U-20W杯で活躍し、ガンバ大阪からオランダ1部のフローニンゲンへと移籍した堂安律。新天地での挑戦をスタートさせた19歳は、移行期を迎えたクラブでどれほどの活躍が見込まれているのだろうか。欧州でのキャリアを成功させるために何が必要なのか。そして、フローニンゲンが思い描く夢のあるストーリーの一部になれるのだろうか。(取材・文:中田徹【フローニンゲン】)

text by 中田徹 photo by Getty Images

フローニンゲンの夢…レジェンド・ロッベンの帰還

ロッベン
フローニンゲン時代のアリエン・ロッベン。退団から15年経っても古巣との絆は残っている【写真:Getty Images】

 ハンス・ナイラント社長とともに大阪へ飛び、堂安の獲得にあたったペーター・イェルテマTM(テクニカル・マネージャー)はすでに9月1日で退団することが決まっている。後任のロン・ヤンスは1年契約だが、ナイラント社長は長くクラブに留まってくれることを望んでいる。

 ヤンスは80年代前半にフローニンゲンがUEFAカップで活躍した頃の左ウィンガーだった。やがてフローニンゲンは低迷期を迎えたのだが、ヤンスは2002年10月から監督に就任してチーム内外のネガティブムードを吹き飛ばし、再びフローニンゲンをサブトップ(中堅上位クラブ)に引き上げた。

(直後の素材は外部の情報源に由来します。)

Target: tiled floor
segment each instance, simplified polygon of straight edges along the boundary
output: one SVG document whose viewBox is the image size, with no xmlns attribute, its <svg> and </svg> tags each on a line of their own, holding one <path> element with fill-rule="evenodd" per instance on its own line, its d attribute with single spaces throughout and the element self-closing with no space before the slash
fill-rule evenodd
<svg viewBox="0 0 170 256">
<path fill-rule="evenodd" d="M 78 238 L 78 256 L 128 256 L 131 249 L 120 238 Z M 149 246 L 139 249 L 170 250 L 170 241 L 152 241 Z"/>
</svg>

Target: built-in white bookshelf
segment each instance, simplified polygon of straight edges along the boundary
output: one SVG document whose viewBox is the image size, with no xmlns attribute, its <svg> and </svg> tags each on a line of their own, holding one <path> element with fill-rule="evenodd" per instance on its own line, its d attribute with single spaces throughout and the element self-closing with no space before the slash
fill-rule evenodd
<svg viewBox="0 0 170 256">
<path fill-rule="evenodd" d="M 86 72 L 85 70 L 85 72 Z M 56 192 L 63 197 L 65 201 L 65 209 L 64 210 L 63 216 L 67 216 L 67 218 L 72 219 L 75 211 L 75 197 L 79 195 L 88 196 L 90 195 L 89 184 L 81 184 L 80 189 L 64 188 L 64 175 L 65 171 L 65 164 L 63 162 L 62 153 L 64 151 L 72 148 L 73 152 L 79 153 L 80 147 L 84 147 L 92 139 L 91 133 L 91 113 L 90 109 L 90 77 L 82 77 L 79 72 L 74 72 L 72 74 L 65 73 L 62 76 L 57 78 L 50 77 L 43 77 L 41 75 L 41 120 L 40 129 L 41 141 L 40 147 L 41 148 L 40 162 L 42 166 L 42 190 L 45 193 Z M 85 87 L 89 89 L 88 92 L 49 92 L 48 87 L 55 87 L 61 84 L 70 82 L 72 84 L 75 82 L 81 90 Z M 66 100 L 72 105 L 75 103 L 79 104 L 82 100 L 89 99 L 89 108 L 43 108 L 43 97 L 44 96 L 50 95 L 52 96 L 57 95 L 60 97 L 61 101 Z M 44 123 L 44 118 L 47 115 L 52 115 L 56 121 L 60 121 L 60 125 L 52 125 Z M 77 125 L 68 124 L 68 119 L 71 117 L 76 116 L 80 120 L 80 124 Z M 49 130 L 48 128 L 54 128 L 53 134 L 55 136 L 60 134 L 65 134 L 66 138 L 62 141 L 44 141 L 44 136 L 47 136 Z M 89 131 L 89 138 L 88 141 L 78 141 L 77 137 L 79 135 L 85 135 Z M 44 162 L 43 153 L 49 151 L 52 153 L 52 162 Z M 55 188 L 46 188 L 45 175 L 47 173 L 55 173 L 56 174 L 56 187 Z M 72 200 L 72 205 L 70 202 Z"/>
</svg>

 クラブ責任者として20年、社長を務めるナイラント、そしてチーム力を引き上げたヤンスの2人は、現在のフローニンゲンを築いた立役者と言える。

 そして、もう1人、フローニンゲンと赤い糸で結ばれた人物がいる。それはアリエン・ロッベン(現バイエルン・ミュンヘン)だ。2000年、当時16歳でトップチームに昇格したロッベンは、プロ1年目にしてチーム内MVPに選ばれ、2シーズンだけフローニンゲンでプレーすると、PSV、チェルシー、レアル・マドリー、バイエルン・ミュンヘンとビッグクラブで活躍し続けた。オランダ代表でも今なお欠くことの出来ないレジェンド、ロッベンは頻繁にノールトリース・スタディオン(フローニンゲンの本拠地)を訪れている。

 いずれ、ロッベンがフローニンゲンに戻って何か役職に就くことは、ナイラント社長もロッベン本人も願っていることだ。しかし、ナイラント社長の夢は、ロッベンが現役最後のシーズンをフローニンゲンでプレーすることである。

 引退間際にロッベンがフローニンゲンに!? いや、それはありえない……。そんな話がまたオランダで再燃するだろう。堂安を追う日本人ファンにとっても夢のある話だ。